Yeah, no. Sounds like too much work. I’ll just wait for my ChatGPT generations to reset.
You’re still here? I can’t imagine it’s much fun to read all this and have nothing really to get out of it. I mean, there’s barely been any article generated so far.
You wanna hear my thoughts? I mean, are you sure?
I guess I’ll try my best.
I’ve been at Mount Carmel for two-fifths of a decade: one-ninth of my entire life. In that time, I’ve grown as a person–not only more, but in ways I never would have expected. Coming here initially, I was shy, did not know anyone (besides that one schmuck who has the top spot in my class) and honestly did not want to go here whatsoever. After all, this is an all-boys school and it’s an hour away from home. All the signs point to me hating it. Yet four years later, I’m still here. And I had fun. I met great people I never would have met otherwise, I did things I never would have considered years ago (the irony of making fun of your sister for being in theatre then doing it two years in a row yourself), and I became–let me preface by saying I am not anywhere near where I want to be–a better person. Could I have done these things at the public high school five minutes away where most of my friends were going? Sure, probably. But, as it stands now, I could not ask for a better high school experience; I would be too ungrateful for what I have already. If you were to take freshman me and put him in a room with current me, the first thing he would think is, “Damn, you really didn’t grow any taller, huh?” But, the second thing would be, “Wow, you look different.” And I take pride in that.
Phew. That took a lot out of me. I think I’m going on hiatus after a back-breaking, grueling task such as that. Truly, I’m proud that I was able to get a whole paragraph out all by myself. But, I think I have a little more to say, so bear with me, friends and family, for this is going to be a long one.
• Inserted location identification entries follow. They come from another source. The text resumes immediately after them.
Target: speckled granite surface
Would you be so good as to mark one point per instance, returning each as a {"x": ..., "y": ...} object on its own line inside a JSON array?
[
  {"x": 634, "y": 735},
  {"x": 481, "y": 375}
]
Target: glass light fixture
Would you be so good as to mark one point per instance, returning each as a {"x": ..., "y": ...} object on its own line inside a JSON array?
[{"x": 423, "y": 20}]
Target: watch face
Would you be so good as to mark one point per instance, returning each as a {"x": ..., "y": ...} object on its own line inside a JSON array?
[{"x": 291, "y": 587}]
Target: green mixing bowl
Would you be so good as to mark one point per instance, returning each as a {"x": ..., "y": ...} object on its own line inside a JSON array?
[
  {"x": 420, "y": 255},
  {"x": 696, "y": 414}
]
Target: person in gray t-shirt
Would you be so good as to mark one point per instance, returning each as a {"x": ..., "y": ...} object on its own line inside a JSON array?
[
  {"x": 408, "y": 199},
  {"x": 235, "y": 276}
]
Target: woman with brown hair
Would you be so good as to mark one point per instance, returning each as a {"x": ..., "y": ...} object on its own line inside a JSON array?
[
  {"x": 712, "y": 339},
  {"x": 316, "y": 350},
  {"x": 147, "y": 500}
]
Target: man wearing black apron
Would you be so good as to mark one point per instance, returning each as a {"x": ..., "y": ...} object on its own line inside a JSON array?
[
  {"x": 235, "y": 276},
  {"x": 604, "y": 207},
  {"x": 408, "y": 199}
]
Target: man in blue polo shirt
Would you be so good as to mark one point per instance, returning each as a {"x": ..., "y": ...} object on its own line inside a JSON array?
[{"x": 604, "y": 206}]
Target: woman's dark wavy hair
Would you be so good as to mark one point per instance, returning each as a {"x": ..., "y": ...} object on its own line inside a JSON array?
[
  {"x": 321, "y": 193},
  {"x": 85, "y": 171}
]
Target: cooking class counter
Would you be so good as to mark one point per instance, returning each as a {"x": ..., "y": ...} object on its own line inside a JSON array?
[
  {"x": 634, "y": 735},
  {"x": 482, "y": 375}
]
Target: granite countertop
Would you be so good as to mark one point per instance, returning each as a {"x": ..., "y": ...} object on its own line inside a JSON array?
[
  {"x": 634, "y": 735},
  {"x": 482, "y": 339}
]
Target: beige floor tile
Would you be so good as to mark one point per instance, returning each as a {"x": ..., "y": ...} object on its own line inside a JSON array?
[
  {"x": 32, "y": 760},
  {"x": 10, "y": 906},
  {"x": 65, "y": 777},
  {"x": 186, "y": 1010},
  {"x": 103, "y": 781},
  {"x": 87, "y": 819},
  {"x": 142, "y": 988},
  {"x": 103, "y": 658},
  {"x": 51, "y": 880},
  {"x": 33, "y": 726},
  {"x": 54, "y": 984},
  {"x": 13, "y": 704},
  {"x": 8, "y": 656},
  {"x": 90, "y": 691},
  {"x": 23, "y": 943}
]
Actually, never mind. I’m tired. Four years of school plus a whole paragraph? Let me hit retirement early. But, as I drop the final curtain on me and Mount Carmel, I’d like to drop some half-baked wisdom, a phrase I say very often.
Today is a great day to have a great day.
Do I say it because it’s a corny, roll-your-eyes type of quote that you’d see in pink glitter on a little girl’s toy diary that plays music? Absolutely and its hilarious. But there is absolutely truth in this statement as well. No matter the situation, no matter the struggle or turmoil or grief one may be feeling, you could always give it all meaning or just smile.
So, my everlasting farewell take. Forever and forever farewell and thank you so much, friends and family. It was a pleasure being with you for four years.
Oh, hell yeah! ChatGPT reset!
Here are three pieces of wisdom for a graduating Mount Carmel senior:
Comparison is the thief of joy. Run your own race. Someone will always be ahead of you in some way — that's not the point. The point is whether you are becoming who you want to be.
Hmm… Mr. Baffoe might think I stole this same saying from a poster in his classroom.
Your first job is not your destiny. Where you start has almost nothing to do with where you'll end up. Stay curious, work hard, and keep moving.
Learn to be comfortable being uncomfortable. Every meaningful thing you'll ever do will live just outside your comfort zone. Get used to the feeling — it means you're growing.
Would you like me to remove the emdashes again so Mr. Baffoe won’t think you used AI?
No, that’s alright. I’m done here for now.